At the same time, I became involved in the UBC Urban Ethnographic Field School, where I supported undergraduate students to work with local Neighbourhood Houses using an asset-based community development approach. “Asset-based community development,” simply put, values the expertise and capacity each of us bring to every interaction. It’s the opposite of a “deficit-based approach,” which sees community development more as an act of charity where one group has power and expertise and the other has none. It flips the traditional idea of an “expert” on its head. Watching this approach in action really made me see the potential for positive social change that the approach offers.
How has COVID-19 impacted the work of the Learning Exchange in the Downtown Eastside?
While the Learning Exchange’s building has been temporarily closed, we’ve been offering online activities, as well participating in advocacy and outreach. We are part of a network of Downtown Eastside organizations that are problem-solving together around community needs.

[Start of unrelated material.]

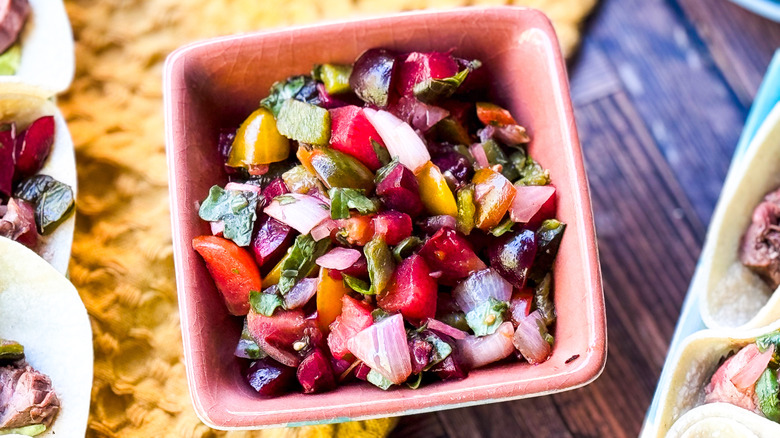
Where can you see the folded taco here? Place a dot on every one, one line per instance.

Also, we’ve had more capacity to develop the Downtown Eastside Research Access Portal (DTES RAP), which provides public access to more than 900 research items related to the DTES. It’s a project of the Making Research Accessible initiative, which is led by the Learning Exchange in partnership with the Irving K. Barber Learning Centre and other UBC and external stakeholders.
How does CBR fit with the university’s strategic priorities and mandate?
UBC’s Strategic Plan is focused on three themes – inclusion, collaboration and innovation. Community-based research at the Learning Exchange delivers on all three. In support of Strategy #20: Co-ordinated Engagement, we use an innovative approach that is based in inclusion and collaboration and that delivers results that are credible and substantial. Community expectations for the public relevance of research have increased. The Learning Exchange is here to support researchers and community to exchange their skills and capacities for credible and mutual benefit.
What’s one thing you want people to remember about your role?
If you are considering conducting research related to the DTES, let’s talk. It can be complicated but the Learning Exchange is here to work through those complexities with you. It’s worth it.